If you have high cholesterol and/or blood pressure, talk to your doctor about how to manage it.

References:

  1. U.S. Department of Energy, Office of Biological and Environmental Research, Office of Science, Ionizing Radiation Dose Ranges. March 2006. Available at: http://lowdose.tricity.wsu.edu/resources_pics/images/026_dose-ranges-sievert.jpg]
  2. Kim KP, Einstein AJ, and de Gonzalez AB. Coronary Artery Calcification Screening: Estimated Radiation Dose and Cancer Risk. Archives of Internal Medicine, July 13, 2009; 169(13): 1188-1194.
  3. Diamond GA and Kaul S. The Things to Come of SHAPE: Cost and Effectiveness of Cardiovascular Prevention. The American Journal of Cardiology, April 2007; 99(7)
  4. Waugh N, Black C, Walker S, McIntyre L, Cummins E, and Hillis G. The Effectiveness and Cost-Effectiveness of Computed Tomography Screening for Coronary Artery Disease: Systematic Review. Health Technology Assessment, 2006; 10(39): iii-iv, ix-x, 1-41.
  5. Gibbons RJ and Gerber TC. Calcium Scoring with Computed Tomography: What is the Radiation Risk? Archives of Internal Medicine, July 13, 2009; 169(13): 1185-1187.
  6. Bluemke DA, Achenbach S, Budoff M, Gerber TC, Gersh B, Hillis LD, Hundley WG, Manning WJ, Printz BF, Stuber M, and Woodard PK. Noninvasive Coronary Artery Imaging Magnetic Resonance Angiography and Multidetector Computed Tomography Angiography: A Scientific Statement From the American Heart Association Committee on Cardiovascular Imaging and Intervention of the Council on Cardiovascular Radiology and Intervention, and the Councils on Clinical Cardiology and Cardiovascular Disease in the Young. Circulation, July 2008; 118: 586 – 606.
  7. Barclay L. SHAPE Task Force Recommends Noninvasive Cardiac Screening for Asymptomatic Adults. Medscape Medical News, July 13, 2006.
  8. Kim KP, Einstein AJ, and de Gonzalez AB. Coronary Artery Calcification Screening: Estimated Radiation Dose and Cancer Risk. Archives of Internal Medicine, July 13, 2009; 169(13): 1188-1194.
  9. Kung HC, Hoyert DL, Xu J, and Murphy SL. Deaths: Final Data for 2005. National Vital Statistics Reports. 2008;56(10).

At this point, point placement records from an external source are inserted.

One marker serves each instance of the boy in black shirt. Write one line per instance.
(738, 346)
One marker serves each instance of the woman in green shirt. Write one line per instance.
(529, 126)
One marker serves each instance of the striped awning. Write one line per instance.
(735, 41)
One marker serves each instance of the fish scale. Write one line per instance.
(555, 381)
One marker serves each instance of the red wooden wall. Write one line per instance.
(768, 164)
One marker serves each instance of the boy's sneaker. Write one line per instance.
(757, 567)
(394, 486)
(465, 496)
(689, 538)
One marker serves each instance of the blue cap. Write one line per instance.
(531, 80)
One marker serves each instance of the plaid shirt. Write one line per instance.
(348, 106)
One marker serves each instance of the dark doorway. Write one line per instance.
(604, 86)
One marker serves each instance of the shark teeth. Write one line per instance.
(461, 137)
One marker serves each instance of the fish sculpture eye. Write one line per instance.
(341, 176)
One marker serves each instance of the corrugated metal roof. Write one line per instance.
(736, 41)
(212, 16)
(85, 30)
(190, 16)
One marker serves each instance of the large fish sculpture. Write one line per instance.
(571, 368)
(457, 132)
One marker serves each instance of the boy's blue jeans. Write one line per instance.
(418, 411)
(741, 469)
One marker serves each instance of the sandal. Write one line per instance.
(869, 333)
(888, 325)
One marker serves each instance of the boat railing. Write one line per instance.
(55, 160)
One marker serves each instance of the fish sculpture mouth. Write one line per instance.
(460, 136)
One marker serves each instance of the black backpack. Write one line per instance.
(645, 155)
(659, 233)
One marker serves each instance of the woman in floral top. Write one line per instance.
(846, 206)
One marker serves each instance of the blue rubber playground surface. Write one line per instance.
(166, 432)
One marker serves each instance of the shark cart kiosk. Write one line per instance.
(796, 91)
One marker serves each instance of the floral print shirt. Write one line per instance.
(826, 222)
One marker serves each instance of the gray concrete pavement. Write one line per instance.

  10. Waugh N, Black C, Walker S, McIntyre L, Cummins E, and Hillis G. The Effectiveness and Cost-Effectiveness of Computed Tomography Screening for Coronary Artery Disease: Systematic Review. Health Technology Assessment, 2006; 10(39): iii-iv, ix-x, 1-41.
  11. Gibbons RJ and Gerber TC. Calcium Scoring with Computed Tomography: What is the Radiation Risk? Archives of Internal Medicine, July 13, 2009; 169(13): 1185-1187.